Seven patients (38%) underwent left parietal resection, 10 (55%) right parietal resection, and one patient (5%) underwent right parietal subpial transection. Pathological findings were available for 13 patients (72%). Four patients (30%) had low-grade tumours (astrocytoma, oligodendroglioma, ganglioglioma, and desmoplastic neuroepithelial tumour), one patient (7%) had brain infarction, three patients (23%) had gliosis, one patient (7%) had cortical dysplasia, and two patients (15%) had cavernous hemangioma. Two patients (15%) had normal pathological findings.

The mean (±standard deviation) follow-up duration after epilepsy surgery was 8.6 (±5.9) years (minimum of one year and maximum of 21 years). Fourteen (77.7%) patients had favourable seizure outcome. Eleven (61.1%) patients had Class 1 (seizure-free) and three (16.6%) patients had Class 2 (rare seizures) seizure outcome. Favourable surgical outcomes were not relevant to specific pathological findings.


Parietal lobe epilepsy accounts for a small percentage of all focal epilepsies (Salanova, 2012; Siegel, 2003). In a large case series (Salanova et al., 1995a), only 6% of patients undergoing epilepsy surgery at Montreal Neurological Institute between 1929 and 1988 had PLE. In our study, PLE represented 1.6% of patients who were investigated for epilepsy surgery from 1986 to 2015. Clinical symptoms and seizure semiology are diverse in patients with PLE. In our study, 72% of patients reported aura. The most common reported aura was somatosensory feelings (38.8%). This finding is consistent with previous studies (Cascino et al., 1993; Salanova et al., 1995a; Salanova et al., 1995b; Kim et al., 2004a; Bartolomei et al., 2011). However, somatosensory auras are not specific to parietal lobe epilepsy (Perven et al., 2015). Similarly, other aura types, including those often attributed to other lobes (e.g. epigastric aura), could be seen in patients with PLE (Tufenkjian and Lüders, 2012; Liava et al., 2014; Francione et al., 2015). There is no pathognomonic clinical manifestation in patients with PLE.

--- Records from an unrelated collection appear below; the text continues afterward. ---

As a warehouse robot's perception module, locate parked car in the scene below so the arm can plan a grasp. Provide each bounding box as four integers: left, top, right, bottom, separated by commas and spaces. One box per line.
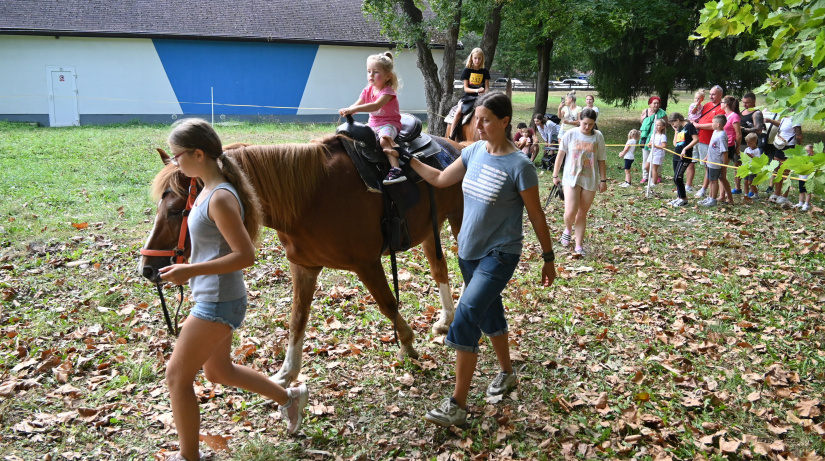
552, 78, 593, 90
492, 77, 527, 88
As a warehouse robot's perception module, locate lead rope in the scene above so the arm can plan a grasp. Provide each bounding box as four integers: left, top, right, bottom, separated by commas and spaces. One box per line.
155, 282, 183, 336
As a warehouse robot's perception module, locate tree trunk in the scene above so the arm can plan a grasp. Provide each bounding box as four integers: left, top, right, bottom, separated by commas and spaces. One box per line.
401, 0, 462, 136
530, 38, 553, 128
479, 1, 504, 69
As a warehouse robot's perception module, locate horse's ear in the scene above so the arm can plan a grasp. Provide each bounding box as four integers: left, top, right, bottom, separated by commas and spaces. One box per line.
157, 147, 172, 165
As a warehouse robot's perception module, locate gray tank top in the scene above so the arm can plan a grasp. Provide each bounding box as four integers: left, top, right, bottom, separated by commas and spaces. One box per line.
189, 183, 246, 302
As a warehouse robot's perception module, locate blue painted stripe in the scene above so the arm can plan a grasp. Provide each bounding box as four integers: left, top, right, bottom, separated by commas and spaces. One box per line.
152, 40, 318, 115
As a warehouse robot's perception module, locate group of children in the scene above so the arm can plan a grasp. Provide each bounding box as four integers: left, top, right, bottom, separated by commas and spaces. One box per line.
619, 90, 814, 211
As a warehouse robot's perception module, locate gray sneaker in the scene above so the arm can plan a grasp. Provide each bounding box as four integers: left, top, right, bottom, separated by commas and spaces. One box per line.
424, 397, 467, 427
281, 384, 309, 434
487, 370, 516, 396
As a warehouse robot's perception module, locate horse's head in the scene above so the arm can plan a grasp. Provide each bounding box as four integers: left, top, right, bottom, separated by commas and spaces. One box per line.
138, 149, 201, 283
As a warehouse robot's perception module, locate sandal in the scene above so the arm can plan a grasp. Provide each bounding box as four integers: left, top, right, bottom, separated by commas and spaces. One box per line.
166, 450, 206, 461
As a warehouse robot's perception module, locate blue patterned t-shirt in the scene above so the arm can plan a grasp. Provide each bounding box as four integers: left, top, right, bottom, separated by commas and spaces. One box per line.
458, 141, 539, 260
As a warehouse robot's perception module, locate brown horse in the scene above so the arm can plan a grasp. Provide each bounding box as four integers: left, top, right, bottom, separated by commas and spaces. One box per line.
139, 136, 464, 386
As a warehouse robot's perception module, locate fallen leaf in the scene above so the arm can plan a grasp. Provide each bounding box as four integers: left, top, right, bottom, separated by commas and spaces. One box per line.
199, 432, 232, 451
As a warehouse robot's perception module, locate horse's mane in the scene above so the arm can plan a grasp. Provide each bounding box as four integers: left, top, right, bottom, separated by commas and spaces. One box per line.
224, 136, 335, 230
149, 162, 192, 201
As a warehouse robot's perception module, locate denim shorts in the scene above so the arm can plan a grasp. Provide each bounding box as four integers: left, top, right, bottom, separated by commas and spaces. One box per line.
444, 249, 521, 353
705, 168, 722, 181
189, 296, 246, 330
693, 142, 708, 166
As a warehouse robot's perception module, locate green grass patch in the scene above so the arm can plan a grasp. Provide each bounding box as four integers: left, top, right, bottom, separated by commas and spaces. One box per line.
0, 106, 825, 460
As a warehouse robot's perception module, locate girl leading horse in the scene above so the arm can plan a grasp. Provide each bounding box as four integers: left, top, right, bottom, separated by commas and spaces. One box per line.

Our study showed that scalp EEG monitoring is often misleading or non-localizing in patients with PLE. This finding has also been observed in previous studies (Cascino et al., 1993; Salanova et al., 1995a; Kim et al., 2004a; Binder et al., 2009; Bartolomei et al., 2011; Liava et al., 2014; Francione et al., 2015) (table 1). Interictal and ictal scalp EEG recordings in patients with PLE have lower localizing value compared with temporal lobe epilepsy patients (Ristic et al., 2012). In our study, 93.3% of patients had parietal lobe lesions on brain MRI, which is consistent with previous studies (Cascino et al., 1993; Salanova et al., 1995a; Kim et al., 2004a; Binder et al., 2009; Bartolomei et al., 2011; Francione et al., 2015). Therefore, compared to ictal semiology and EEG findings, brain MRI is a more reliable tool to localize the epileptogenic zone in patients with PLE.

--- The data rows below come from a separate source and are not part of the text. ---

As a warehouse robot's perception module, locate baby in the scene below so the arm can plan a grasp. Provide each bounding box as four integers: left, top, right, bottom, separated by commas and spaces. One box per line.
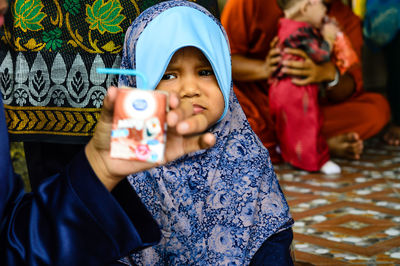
269, 0, 341, 174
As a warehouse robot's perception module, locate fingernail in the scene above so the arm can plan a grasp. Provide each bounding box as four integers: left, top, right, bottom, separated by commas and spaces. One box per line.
178, 122, 189, 133
169, 113, 178, 126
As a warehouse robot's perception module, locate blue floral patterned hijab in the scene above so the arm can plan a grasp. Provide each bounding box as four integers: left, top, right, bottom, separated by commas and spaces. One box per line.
120, 1, 293, 265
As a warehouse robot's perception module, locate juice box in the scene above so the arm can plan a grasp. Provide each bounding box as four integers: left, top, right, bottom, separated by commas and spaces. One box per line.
110, 87, 168, 163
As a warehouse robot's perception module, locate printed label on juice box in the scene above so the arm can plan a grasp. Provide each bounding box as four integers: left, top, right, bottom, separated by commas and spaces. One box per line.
110, 87, 168, 163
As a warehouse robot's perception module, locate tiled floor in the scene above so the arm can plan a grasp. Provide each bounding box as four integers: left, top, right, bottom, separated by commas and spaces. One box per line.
12, 139, 400, 266
275, 139, 400, 265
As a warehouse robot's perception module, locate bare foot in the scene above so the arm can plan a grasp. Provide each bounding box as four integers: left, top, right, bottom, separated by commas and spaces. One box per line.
327, 132, 364, 160
383, 124, 400, 146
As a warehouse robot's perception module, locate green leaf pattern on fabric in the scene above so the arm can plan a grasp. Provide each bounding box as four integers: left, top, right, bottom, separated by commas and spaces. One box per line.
43, 28, 62, 51
64, 0, 81, 16
12, 0, 46, 32
86, 0, 125, 34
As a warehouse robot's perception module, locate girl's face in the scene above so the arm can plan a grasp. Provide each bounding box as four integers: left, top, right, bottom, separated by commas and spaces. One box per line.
156, 47, 225, 126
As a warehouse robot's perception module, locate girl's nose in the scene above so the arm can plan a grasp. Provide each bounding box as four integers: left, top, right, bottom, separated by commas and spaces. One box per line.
179, 80, 200, 98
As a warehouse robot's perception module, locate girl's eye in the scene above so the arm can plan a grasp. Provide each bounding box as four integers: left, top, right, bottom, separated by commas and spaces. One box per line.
199, 69, 214, 76
161, 74, 176, 80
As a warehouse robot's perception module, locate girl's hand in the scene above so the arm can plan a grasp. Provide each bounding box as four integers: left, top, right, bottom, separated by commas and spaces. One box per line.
85, 87, 216, 190
282, 48, 336, 86
321, 22, 340, 45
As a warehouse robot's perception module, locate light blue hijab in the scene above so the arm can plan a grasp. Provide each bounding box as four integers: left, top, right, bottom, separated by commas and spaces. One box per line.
120, 1, 293, 265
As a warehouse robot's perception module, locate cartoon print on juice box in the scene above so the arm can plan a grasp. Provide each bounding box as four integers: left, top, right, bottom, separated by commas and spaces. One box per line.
98, 69, 168, 163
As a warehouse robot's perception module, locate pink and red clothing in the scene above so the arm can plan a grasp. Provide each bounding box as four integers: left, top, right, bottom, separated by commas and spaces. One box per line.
269, 18, 330, 171
221, 0, 390, 162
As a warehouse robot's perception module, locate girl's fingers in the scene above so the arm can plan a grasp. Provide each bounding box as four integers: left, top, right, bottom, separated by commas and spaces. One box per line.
292, 78, 311, 86
284, 48, 308, 59
282, 67, 310, 77
269, 36, 279, 48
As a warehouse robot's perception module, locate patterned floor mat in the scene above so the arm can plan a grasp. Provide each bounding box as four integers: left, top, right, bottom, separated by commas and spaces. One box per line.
275, 139, 400, 265
11, 139, 400, 265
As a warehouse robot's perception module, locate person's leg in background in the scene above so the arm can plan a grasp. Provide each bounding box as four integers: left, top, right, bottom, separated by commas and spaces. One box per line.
383, 31, 400, 146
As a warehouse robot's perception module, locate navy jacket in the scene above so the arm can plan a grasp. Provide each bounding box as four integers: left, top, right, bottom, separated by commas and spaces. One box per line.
0, 97, 161, 266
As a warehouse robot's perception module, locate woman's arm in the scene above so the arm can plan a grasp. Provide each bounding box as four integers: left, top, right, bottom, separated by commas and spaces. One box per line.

Surgery is a beneficial therapeutic option for patients with drug-resistant PLE. In our study, more than three quarters of patients benefited from surgery. In previous studies, similar postsurgical outcomes were observed (Cascino et al., 1993; Salanova et al., 1995a; Kim et al., 2004a; Binder et al., 2009; Bartolomei et al., 2011; Francione et al., 2015) (table 1).

In conclusion, PLEs are rare causes of focal epilepsy syndromes. Clinical manifestations and EEG findings in patients with PLE may be unusual or even misleading, but brain MRI is the most valuable tool to localize the epileptogenic zone in these patients. In patients with drug-resistant PLE, surgery is a valuable therapeutic option.

Study limitations

This was a small and clinic-based series and may not represent the full spectrum of PLEs.

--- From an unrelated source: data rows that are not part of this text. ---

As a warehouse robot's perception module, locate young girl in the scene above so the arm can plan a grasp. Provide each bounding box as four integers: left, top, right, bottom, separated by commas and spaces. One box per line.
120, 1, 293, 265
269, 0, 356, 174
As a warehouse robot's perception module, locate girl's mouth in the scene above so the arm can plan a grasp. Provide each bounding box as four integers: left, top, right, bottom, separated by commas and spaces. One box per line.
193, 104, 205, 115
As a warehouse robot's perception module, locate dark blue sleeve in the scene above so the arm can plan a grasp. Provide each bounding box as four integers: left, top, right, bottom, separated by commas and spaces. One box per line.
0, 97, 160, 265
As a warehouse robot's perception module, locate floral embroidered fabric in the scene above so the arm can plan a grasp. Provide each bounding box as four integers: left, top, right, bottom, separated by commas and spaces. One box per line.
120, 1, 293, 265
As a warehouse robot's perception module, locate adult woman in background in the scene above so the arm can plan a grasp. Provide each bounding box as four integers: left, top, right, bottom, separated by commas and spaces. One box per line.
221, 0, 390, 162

Acknowledgement and disclosures

This was a non-funded study.

Marjan Asadollahi, M.D, Ali A. Asadi-Pooya, M.D. and Amin H. Rabiei, M.D. report no disclosures. Michael R. Sperling, M.D. has contracts with Thomas Jefferson University and Eisai, UCB Pharma, Sunovion, SK Life Sciences, Marinus, Lundbeck, Medtronics, Accorda, Upsher-Smith, Brain Sentinel, Pfizer, and Glaxo.